L’ONG suisse Trash Hero World a rappelé que « Il y a beaucoup d’usines pétrochimiques et de plastique » et que, pour ces pays, beaucoup d’emplois en dépendent, expliquant leurs demandes d’ »une transition juste » vers des emplois dans le réemploi, le recyclage et la collecte.
Recyclage et gestion des déchets : des limites structurelles
Parmi les objectifs souvent évoqués — réduction, réemploi, recyclage — le recyclage reste très limité : environ 40 % des produits plastiques sont jetés moins d’un mois après leur achat et moins de 10 % sont réellement recyclés selon l’Ademe.
Hervé Raps, coauteur de l’étude de The Lancet, indique que plus de la moitié des déchets plastiques sont encore brûlés, notamment dans des décharges à ciel ouvert, générant des émissions de CO2. L’Inrae ajoute que 16 % des déchets plastiques sont enfouis, souvent protégés par des bâches elles-mêmes en plastique qui se décomposent et contaminent les sols.
Le mélange de plastiques et la complexité des compositions chimiques compliquent le recyclage ; certains produits ne peuvent encore être recyclés qu’en petites proportions. Nathalie Gontard, directrice de recherche à l’Inrae, note : « seules les bouteilles en PET soit 1 à 2% des plastiques, sont réellement recyclés ».
Le recyclage chimique, capable de traiter des polymères plus complexes, ne produit actuellement que 0,1 % du plastique recyclé en Europe selon l’Ademe. De plus, le réemploi du matériau aboutit souvent à un « décyclage » : le plastique recyclé sert à fabriquer des objets de moindre qualité qui finiront par se dégrader en micro‑ et nanoplastiques.
Risques pour la santé et diffusion environnementale
Le rapport de The Lancet qualifie la pollution plastique de « danger grave, croissant et sous-estimé » pour la santé, avec un coût mondial estimé à au moins 1 500 milliards de dollars par an (environ 1 380 milliards d’euros). Philip Landrigan, chercheur au Boston College, alerte sur la vulnérabilité des enfants.

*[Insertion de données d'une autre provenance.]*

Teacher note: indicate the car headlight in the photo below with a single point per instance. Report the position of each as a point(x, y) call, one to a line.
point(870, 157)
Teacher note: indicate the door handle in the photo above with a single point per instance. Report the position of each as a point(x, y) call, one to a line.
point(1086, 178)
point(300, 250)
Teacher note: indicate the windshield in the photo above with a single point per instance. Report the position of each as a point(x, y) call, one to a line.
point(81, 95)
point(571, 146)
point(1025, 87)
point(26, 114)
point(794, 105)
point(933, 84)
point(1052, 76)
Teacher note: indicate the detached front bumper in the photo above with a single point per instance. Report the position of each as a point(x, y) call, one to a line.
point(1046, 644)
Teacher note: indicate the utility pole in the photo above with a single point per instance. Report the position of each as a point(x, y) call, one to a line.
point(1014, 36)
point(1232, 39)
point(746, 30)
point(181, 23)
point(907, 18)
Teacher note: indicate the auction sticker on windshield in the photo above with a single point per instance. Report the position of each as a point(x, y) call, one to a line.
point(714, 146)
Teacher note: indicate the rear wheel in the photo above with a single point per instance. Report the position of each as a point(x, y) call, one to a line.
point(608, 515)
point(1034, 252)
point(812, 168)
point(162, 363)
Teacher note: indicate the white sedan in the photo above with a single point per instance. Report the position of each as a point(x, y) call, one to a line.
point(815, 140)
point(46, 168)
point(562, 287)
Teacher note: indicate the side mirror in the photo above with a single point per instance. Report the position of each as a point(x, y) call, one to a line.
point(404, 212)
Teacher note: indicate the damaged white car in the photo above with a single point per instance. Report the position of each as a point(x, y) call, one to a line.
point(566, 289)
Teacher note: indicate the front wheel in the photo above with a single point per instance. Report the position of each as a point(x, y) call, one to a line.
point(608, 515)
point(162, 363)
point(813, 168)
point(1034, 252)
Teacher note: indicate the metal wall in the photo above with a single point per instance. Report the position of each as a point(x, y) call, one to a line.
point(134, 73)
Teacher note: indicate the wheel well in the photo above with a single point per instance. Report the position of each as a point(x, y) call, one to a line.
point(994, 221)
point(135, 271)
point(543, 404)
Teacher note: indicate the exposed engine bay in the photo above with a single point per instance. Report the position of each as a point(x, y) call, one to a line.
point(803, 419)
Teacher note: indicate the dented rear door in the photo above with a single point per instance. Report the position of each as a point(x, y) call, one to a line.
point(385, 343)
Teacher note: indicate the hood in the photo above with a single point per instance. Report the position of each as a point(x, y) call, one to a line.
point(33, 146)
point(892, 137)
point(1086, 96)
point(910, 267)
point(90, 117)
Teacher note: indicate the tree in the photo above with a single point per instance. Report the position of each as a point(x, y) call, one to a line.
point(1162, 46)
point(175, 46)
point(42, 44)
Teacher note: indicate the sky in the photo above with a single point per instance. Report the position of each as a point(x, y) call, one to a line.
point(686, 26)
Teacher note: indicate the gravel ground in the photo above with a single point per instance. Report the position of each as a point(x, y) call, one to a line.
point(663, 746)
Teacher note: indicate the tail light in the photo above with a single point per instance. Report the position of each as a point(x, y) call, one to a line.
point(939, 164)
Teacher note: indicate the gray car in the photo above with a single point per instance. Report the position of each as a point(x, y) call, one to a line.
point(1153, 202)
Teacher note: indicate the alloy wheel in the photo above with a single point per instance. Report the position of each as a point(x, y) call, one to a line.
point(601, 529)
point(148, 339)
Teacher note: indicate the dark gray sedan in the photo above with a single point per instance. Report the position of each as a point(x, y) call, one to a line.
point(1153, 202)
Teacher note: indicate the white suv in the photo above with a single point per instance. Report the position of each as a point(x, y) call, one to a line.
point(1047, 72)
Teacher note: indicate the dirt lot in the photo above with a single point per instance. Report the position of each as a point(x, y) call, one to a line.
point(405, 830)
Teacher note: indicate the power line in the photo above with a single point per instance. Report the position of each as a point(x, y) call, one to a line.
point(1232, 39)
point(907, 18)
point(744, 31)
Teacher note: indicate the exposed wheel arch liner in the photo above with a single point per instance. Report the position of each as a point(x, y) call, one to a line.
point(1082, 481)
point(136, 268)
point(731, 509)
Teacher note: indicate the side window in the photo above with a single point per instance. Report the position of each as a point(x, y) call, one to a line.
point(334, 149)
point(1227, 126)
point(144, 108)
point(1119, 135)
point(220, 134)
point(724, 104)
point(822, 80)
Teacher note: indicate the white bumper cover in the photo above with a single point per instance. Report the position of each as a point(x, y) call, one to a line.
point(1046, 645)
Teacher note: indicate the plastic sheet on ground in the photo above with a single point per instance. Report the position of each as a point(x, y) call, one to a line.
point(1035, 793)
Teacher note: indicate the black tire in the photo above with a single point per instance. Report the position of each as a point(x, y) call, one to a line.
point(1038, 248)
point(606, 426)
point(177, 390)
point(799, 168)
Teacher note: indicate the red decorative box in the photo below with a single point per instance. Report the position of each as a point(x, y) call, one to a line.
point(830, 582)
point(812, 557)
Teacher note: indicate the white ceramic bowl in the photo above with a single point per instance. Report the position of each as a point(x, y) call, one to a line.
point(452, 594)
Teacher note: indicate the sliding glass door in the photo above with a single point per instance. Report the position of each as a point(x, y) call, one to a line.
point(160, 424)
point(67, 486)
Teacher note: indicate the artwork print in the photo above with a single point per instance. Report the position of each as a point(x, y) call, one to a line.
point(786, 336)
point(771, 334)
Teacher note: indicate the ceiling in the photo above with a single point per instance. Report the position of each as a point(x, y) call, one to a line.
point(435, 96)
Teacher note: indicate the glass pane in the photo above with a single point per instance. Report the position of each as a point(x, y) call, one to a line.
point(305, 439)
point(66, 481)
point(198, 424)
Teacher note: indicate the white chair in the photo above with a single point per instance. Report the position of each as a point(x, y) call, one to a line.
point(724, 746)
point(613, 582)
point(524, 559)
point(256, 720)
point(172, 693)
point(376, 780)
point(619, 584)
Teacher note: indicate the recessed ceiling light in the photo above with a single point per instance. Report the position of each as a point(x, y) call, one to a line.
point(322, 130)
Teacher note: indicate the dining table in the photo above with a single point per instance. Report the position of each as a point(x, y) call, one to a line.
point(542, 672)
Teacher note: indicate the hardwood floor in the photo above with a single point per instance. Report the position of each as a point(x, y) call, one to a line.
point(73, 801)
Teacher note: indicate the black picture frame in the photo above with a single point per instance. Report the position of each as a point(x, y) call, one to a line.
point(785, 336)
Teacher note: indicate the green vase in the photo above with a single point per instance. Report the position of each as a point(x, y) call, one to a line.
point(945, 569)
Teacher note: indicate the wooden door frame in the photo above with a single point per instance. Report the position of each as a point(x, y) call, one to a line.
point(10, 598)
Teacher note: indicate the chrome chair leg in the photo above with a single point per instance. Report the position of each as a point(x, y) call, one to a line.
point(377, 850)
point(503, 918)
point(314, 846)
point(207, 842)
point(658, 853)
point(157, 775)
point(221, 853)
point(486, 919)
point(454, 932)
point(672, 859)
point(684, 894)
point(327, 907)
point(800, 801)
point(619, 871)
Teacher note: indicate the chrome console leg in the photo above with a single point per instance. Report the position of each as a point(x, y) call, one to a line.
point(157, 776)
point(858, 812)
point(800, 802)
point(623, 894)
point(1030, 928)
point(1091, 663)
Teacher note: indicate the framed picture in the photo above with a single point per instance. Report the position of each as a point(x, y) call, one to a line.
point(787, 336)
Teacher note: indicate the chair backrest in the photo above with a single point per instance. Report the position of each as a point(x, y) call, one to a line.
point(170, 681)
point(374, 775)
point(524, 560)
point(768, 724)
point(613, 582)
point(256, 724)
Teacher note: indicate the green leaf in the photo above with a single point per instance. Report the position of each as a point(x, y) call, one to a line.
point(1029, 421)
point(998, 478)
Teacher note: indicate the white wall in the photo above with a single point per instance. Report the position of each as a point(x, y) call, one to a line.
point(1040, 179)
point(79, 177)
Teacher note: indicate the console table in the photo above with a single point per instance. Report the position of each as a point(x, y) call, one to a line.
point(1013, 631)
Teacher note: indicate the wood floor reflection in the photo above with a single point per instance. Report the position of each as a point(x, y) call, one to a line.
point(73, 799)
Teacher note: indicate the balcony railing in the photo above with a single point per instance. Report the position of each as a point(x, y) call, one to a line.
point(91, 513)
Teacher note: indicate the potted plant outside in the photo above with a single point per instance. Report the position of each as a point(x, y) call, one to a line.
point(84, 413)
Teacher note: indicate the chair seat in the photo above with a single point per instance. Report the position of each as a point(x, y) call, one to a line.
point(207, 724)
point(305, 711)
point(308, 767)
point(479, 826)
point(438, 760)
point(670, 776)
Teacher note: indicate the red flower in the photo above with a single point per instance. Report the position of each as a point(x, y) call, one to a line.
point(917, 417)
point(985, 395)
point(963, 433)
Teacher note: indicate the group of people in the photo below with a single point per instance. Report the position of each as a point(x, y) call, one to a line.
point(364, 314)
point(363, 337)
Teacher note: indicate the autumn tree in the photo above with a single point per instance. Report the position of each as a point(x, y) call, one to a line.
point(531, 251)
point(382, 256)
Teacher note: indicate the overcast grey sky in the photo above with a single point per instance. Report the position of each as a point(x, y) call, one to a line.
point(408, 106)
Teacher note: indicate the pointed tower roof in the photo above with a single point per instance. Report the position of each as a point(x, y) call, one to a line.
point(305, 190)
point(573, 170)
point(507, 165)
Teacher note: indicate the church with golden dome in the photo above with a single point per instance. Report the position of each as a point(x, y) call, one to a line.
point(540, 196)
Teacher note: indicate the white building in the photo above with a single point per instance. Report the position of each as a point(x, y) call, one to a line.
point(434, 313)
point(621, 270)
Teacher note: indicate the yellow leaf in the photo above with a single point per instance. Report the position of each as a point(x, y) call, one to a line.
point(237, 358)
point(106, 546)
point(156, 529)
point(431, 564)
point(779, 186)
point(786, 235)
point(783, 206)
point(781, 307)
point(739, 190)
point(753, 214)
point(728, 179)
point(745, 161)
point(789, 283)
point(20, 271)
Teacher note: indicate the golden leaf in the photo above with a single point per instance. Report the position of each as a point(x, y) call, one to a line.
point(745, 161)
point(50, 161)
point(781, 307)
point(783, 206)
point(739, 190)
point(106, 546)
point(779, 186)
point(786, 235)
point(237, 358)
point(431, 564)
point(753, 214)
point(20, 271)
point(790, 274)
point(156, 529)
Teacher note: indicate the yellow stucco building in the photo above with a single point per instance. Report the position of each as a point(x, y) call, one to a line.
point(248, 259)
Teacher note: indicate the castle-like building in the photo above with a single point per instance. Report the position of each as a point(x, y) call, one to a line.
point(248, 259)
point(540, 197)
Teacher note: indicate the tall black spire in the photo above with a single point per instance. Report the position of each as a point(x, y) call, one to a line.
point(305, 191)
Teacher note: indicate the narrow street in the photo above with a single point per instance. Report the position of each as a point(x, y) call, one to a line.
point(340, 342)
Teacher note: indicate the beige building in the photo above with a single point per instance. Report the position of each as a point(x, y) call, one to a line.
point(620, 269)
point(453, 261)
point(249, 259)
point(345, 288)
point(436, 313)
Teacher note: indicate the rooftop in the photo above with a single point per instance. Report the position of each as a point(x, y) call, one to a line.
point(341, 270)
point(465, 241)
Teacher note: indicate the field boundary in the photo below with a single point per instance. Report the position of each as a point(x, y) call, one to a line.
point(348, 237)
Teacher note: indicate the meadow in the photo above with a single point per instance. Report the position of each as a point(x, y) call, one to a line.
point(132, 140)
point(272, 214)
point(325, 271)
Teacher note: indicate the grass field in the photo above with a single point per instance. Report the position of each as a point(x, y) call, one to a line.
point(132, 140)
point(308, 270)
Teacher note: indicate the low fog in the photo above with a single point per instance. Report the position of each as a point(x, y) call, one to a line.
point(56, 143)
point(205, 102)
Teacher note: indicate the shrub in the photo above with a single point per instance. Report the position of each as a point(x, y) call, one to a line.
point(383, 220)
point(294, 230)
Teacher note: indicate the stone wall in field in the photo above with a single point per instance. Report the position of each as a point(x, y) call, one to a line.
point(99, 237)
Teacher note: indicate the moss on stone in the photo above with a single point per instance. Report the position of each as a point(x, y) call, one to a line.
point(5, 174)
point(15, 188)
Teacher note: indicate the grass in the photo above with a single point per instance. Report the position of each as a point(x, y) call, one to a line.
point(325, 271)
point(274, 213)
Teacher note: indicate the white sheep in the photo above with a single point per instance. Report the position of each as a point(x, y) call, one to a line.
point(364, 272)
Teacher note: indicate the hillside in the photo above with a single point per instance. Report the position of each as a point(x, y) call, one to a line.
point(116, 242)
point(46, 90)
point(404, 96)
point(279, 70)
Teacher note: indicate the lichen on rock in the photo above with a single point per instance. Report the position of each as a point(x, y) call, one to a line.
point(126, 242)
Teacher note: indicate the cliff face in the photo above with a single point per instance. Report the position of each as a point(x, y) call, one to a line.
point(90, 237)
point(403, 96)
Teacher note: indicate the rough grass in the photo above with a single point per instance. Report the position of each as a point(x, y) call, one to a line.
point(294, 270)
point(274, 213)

Les microplastiques et nanoplastiques suscitent une inquiétude croissante : détectés en 2022 dans le sang humain, puis retrouvés dans les poumons, le lait maternel ou le placenta, ils transportent un cocktail d’additifs. Selon des chercheurs de l’Université de Newcastle, un être humain pourrait ingérer environ 5 grammes de plastique chaque semaine, soit l’équivalent d’une carte de crédit.
Jean‑François Ghiglione déplore : « On sait aujourd’hui qu’on a 16.000 molécules qui sont mises dans le plastique, et qu’un quart d’entre elles sont toxiques pour l’organisme. Seulement 4% de ces dernières sont régulées à l’échelle mondiale ». Les conséquences sanitaires évoquées incluent cancers, diabète, atteintes cardiovasculaires, fausses couches et infertilité, selon des rapports cités par les chercheurs.
Le plastique est omniprésent dans les écosystèmes : l’érosion des pneus libérerait près de 6 millions de tonnes de particules plastiques par an, et on observe d’immenses zones de concentration océanique souvent appelées « soupes » ou « septième continent ». L’Ademe estime qu’un camion poubelle rempli de plastique est rejeté dans les océans chaque minute.
La contamination touche aussi la faune : 94 % des oiseaux de la mer du Nord présentent du plastique dans leur estomac, et des incidents comme le naufrage du X‑Press Pearl en 2021 ont montré l’impact catastrophique de déversements de granulés industriels sur la vie marine.